Dans son arrêt, la Cour commence par rappeler «sa jurisprudence d'après laquelle il faut entendre par expulsion collective, au sens de l'article 4 du Protocole n° 4, toute mesure contraignant des étrangers, en tant que groupe, à quitter un pays, sauf dans les cas où une telle mesure est prise à l'issue et sur la base d'un examen raisonnable et objectif de la situation particulière de chacun des étrangers qui forment le groupe (Andric c. Suède)», pour préciser ensuite que «cela ne signifie pas pour autant que là où cette dernière condition est remplie, les circonstances entourant la mise en oeuvre de décisions d'expulsion ne jouent plus aucun rôle dans l'appréciation du respect de l'article 4 du Protocole n° 4». 

Or, alors même que la demande d'asile des requérants avait en l'occurrence fait l'objet d'un examen individuel, et au vu d'une série d'éléments, dont le fait qu'«un grand nombre de personnes de même origine a connu le même sort», la Cour arrive à la conclusion que «la procédure suivie n'offrait des garanties suffisantes attestant d'une prise en compte réelle et différenciée de la situation individuelle de chacune des personnes concernées».

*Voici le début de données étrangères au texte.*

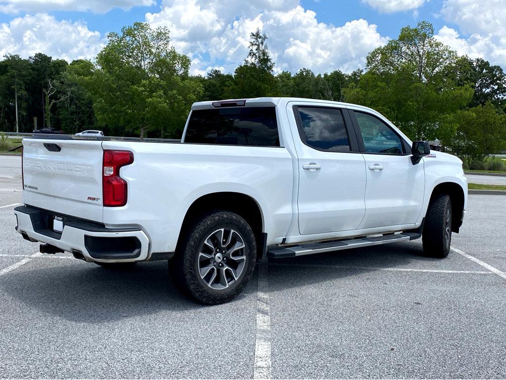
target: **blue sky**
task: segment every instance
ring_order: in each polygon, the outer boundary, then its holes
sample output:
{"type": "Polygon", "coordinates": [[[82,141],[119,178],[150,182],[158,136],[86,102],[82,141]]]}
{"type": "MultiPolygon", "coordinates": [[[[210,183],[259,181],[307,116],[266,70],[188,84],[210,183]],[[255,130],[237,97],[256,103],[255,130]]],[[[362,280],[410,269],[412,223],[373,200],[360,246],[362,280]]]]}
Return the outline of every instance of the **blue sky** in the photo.
{"type": "Polygon", "coordinates": [[[233,71],[257,27],[276,71],[351,71],[422,20],[459,54],[506,67],[506,0],[0,0],[0,54],[93,59],[108,32],[145,21],[169,28],[194,73],[233,71]]]}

Nos responsables politiques veulent-ils vraiment exposer notre pays au risque de devenir le deuxième État du Conseil de l'Europe à subir une condamnation autrement infamante que celles résultant, par exemple, du non respect du délai raisonnable d'une procédure? Et ce pendant que nous assumons la présidence du Conseil de l'Europe, toujours très préoccupé du traitement des étrangers en général et des demandeurs d'asile en particulier9.

Pauvre Luxembourg!

 

1 Il s'agit des associations suivantes, toutes membres du Lëtzebuerger Flüchtlingsrot (Collectif Réfugiés): Association des chrétiens pour l'abolition de la torture (ACAT), Action solidarité tiers monde (ASTM), Alliance des églises protestantes, Caritas, Centre chrétien d'éducation des adultes (CCEA), Comité de liaison et d'action des étrangers (Clae), Croix Rouge, Iwerliewen fir bedreete Volleker, Jesuit refugee service, SeSoPi Centre intercommunautaire. La prise de position peut être consultée sous www.astm.lu

2 Sauf précision contraire, toutes les citations à venir sont extraites de la prise de position des associations signataires. 

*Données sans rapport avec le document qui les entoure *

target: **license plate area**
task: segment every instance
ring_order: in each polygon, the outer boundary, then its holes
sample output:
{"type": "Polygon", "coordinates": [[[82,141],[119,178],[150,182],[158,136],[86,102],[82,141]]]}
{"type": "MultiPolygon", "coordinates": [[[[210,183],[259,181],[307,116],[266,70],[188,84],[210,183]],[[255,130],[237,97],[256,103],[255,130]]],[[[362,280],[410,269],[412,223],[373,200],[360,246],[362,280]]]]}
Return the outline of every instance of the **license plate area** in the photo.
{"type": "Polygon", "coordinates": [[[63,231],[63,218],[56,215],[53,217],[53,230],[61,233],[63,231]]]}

3, 4, 5 in : woxx, édition du 26 juillet 2002

6 Il est rappelé que la prise de position se borne à constater à ce propos que les raisons pour lesquelles un retour n'est pas souhaitable «peuvent tenir soit à la situation particulière des personnes concernées (situation familiale; degré d'insertion dans le tissu social luxembourgeois, mérites particuliers. . .), soit à la situation environnante, que ce soit dans le pays d'origine (situation économique particulièrement difficile; instabilité latente . . .) ou au Luxembourg (besoin de main d'oeuvre. . .)»

7 Me Guy Thomas, vis-à-vis de woxx, édition précitée du 26 juillet 2002.

8 Arrêt Conca c.Belgique, Requête n° 51564/99; cet arrêt, particulièrement intéressant dans sa motivation et qui a dû venir comme une surprise pour la Belgique, peut être consulté sous www.echr.coe.int

9 Cf. en particulier, tout récemment, et sur le sujet des expulsions, Recommandation 1547 (2002) sur «Procédures d'expulsion conformes aux droits de l'homme et exécutées dans le respect de la sécurité et de la dignité». Cette recommandation peut être consultée sous www.assembly.coe.int

L'auteur est du conseil d'administration de l'une des organisations signataires et ayant contribué à la rédaction de la prise de position sur le retour forcé des demandeurs d'asile déboutés, il s'exprime ici à titre purement personnel.